It was on the hills side of the city, near an old derelict tobacco hub,
that a city council called for eviction, of the Mybong Smoko Club.
Claims of squatting smokers, on the wrong side of the council fence;
the villain, simply cigar smoke, drifting into the Mayor’s residence.
Although rumour has it, members were boisterous and somewhat brash,
in the last remaining smoker’s club, they all displayed an element of dash.
Mybong meetings were infamous for, luring flashy fillies off the streets,
their coats and manes reflected stains, of smoking and Mybong treats.
They recalled special moments, when those young women gathered round,
boys could hardly spot the cheeky smiles, through the nicotine rich cloud.
Impressing maidens with perfumed cigars and lying breathless on the rug;
there was nothing that could scorch boys lungs, in the Mybong Smoko Club.
The pompous Mayor had a fitness flare, opposing smoke and blissful screams,
he assembled the meanest possie ever seen, to extinguish the Mybong dreams.

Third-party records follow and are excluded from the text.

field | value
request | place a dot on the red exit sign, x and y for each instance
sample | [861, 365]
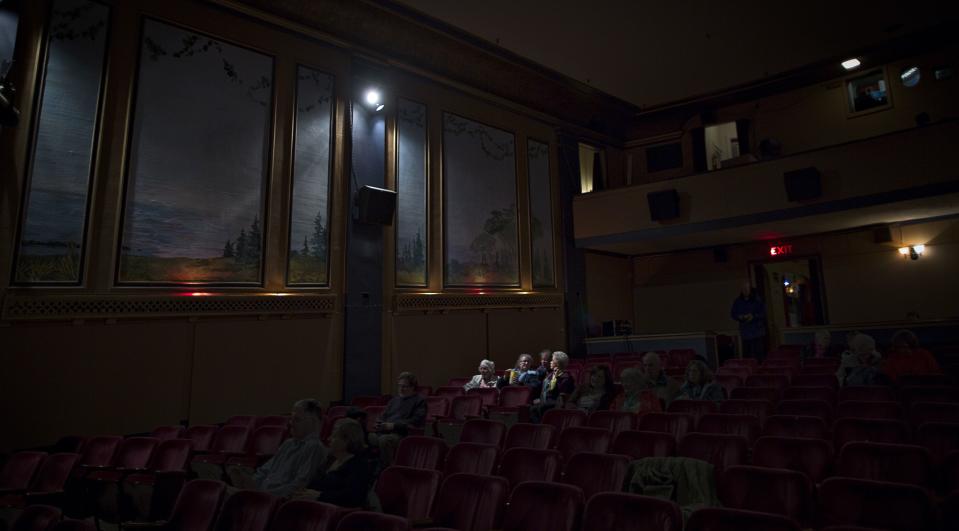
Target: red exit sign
[780, 250]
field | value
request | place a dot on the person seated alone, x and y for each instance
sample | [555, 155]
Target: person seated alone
[485, 378]
[404, 411]
[295, 462]
[595, 394]
[346, 477]
[907, 357]
[699, 384]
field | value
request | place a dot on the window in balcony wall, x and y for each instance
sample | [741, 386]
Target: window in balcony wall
[51, 244]
[199, 159]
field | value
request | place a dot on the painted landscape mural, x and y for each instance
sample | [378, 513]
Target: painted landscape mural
[411, 242]
[310, 214]
[541, 214]
[55, 210]
[480, 206]
[198, 162]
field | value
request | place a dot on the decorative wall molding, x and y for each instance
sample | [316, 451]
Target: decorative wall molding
[411, 302]
[113, 306]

They were thugs of muscle bound proportions, with a reputation for success,
those bodybuilders usually got their man, then would clean up all their mess.
Sporting elegant woven rat-tales, and flashing flick-knives that shone so sleek,
while a somewhat wealthy Mayor stuffed cash, into their pockets twice a week.
They faked a smoking passion, in pursuit of overthrowing that club Mybong,
to undermine from inside their walls, in order to destroy what stood so long.
Now the Possie brought along their cash, just in case an opportunity arose,
so perhaps its reasonable to imagine, just how these thugs began to impose.
With intentions of eviction, four burley bouncers began to flex their muscle,
although they never ever imagined, the Mybong girls would join this tussle.
An assignment aimed at persuading, the old men’s club that smoking kills,
turned into an ambush by the Mybong girls; flirting, with their fancy frills!
As the cowardly mission was aborted, supreme Mybong cigars passed around,
a mad Mayor yelled out ‘MUTINY!’ before his heart failed and hit the ground.
Many years and older men have passed, since that smoke-filled fateful day,
and with time a council’s quest dissolved; giving way for fancy frills some say.
Today in most local pubs and restaurants, there is hardly one wisp of smoke,
while puffing a cigar in a smoke-filled den, lives a rat-tailed very happy bloke.